Nos últimos dias, os senadores do PSDB sofreram intensa pressão dos governadores do partido, principalmente José Serra (SP) e Aécio Neves (MG), para que aprovassem a prorrogação da CPMF. Defendiam especialmente a destinação de toda a arrecadação para a saúde. Além dos telefonemas dos governadores a vários senadores, assessores técnicos dos governos estaduais foram enviados a Brasília, para apresentar, com cálculos, o aumento dos recursos para a área da saúde.

Depois de uma terça intensa, repleta de reuniões e tentativas de acordo, o governo permaneceu em completo silêncio na quarta, sem dar pistas de votos, avanços ou recuos nas conversas com o PSDB. O Planalto temia que expor as conversas e possíveis medidas em discussão complicassem ainda mais um cenário por si só delicado.

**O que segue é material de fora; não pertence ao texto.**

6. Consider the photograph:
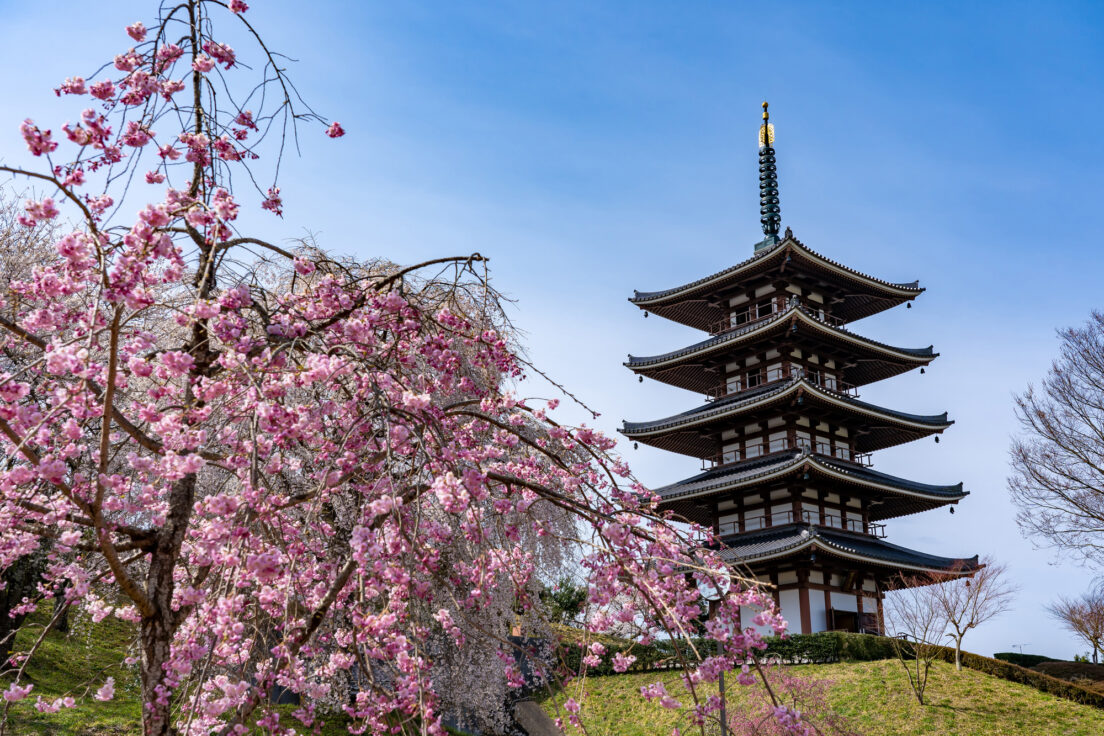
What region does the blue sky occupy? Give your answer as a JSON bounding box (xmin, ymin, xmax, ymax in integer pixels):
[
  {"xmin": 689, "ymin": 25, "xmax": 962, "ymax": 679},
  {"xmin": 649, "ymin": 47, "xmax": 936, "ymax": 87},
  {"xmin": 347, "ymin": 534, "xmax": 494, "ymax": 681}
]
[{"xmin": 3, "ymin": 1, "xmax": 1104, "ymax": 658}]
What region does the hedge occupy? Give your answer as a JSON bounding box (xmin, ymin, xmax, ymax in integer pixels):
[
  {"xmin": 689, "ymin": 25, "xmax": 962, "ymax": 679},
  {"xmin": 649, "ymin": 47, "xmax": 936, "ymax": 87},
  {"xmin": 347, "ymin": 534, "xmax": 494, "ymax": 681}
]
[
  {"xmin": 930, "ymin": 646, "xmax": 1104, "ymax": 709},
  {"xmin": 556, "ymin": 631, "xmax": 898, "ymax": 676},
  {"xmin": 992, "ymin": 652, "xmax": 1060, "ymax": 668}
]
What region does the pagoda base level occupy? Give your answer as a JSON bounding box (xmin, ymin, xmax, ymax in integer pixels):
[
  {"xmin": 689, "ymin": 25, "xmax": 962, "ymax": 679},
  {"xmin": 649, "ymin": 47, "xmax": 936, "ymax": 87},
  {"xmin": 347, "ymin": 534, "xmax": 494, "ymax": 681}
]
[
  {"xmin": 720, "ymin": 524, "xmax": 979, "ymax": 635},
  {"xmin": 737, "ymin": 566, "xmax": 884, "ymax": 636}
]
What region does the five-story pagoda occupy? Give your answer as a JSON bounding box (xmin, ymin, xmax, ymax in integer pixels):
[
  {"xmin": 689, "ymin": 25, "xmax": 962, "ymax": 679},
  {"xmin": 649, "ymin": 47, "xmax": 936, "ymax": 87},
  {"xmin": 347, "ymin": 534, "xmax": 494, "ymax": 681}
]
[{"xmin": 621, "ymin": 103, "xmax": 978, "ymax": 635}]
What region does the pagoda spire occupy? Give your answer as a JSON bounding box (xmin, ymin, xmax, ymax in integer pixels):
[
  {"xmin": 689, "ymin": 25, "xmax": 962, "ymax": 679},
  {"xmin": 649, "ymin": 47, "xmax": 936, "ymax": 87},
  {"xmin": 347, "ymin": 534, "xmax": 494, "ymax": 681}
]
[{"xmin": 756, "ymin": 101, "xmax": 782, "ymax": 251}]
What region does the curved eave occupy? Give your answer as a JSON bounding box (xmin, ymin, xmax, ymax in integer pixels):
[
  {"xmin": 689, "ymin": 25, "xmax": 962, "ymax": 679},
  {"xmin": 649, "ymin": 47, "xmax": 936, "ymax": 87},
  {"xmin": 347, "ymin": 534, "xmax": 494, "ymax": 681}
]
[
  {"xmin": 624, "ymin": 306, "xmax": 935, "ymax": 392},
  {"xmin": 719, "ymin": 524, "xmax": 979, "ymax": 576},
  {"xmin": 652, "ymin": 452, "xmax": 966, "ymax": 525},
  {"xmin": 621, "ymin": 378, "xmax": 952, "ymax": 457},
  {"xmin": 629, "ymin": 236, "xmax": 924, "ymax": 329}
]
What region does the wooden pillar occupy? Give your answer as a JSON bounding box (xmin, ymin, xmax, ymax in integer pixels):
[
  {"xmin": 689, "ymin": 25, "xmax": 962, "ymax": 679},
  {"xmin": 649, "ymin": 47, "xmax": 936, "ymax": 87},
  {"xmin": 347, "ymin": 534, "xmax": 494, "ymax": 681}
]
[
  {"xmin": 798, "ymin": 570, "xmax": 812, "ymax": 635},
  {"xmin": 855, "ymin": 574, "xmax": 865, "ymax": 632}
]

Quando a votação começou a ser encaminhada no plenário do Senado, os articuladores políticos do governo continuavam negociando. O ex-ministro da Fazenda, Antonio Palocci, esteve no gabinete de José Múcio ao longo do dia e conversou também com o presidente Lula. Antes do encontro com os tucanos, no início da tarde, o líder do governo teve um longo encontro com Múcio. Para o público externo, silêncio. "Novidades, só pelo Congresso", tentou despistar um assessor governista.

O secretário de Saúde de Minas Gerais, Marcus Pestana, afirmou que não consegue imaginar o setor sem os R$ 24 bilhões originários do imposto. "Neste momento, estamos entre a porta do céu e a porta do inferno. O momento é extremamente grave. Não consigo imaginar a saúde sem a CPMF", disse Pestana.

O secretário informou que o montante do recurso destinado para gastos do setor no estado é em torno de 10%, cerca de R$ 2,4 bilhões. Pestana reafirmou Aécio Neves defende a prorrogação da contribuição e disse que o PSDB tem compromisso com o Sistema Único de Saúde (SUS), porque foi um dos partidos que ajudou a criar o sistema. "O PSDB não aposta no quanto pior melhor. Essa contradição é legítima. Não é uma casca de banana que jogamos para o governo", disse o secretário.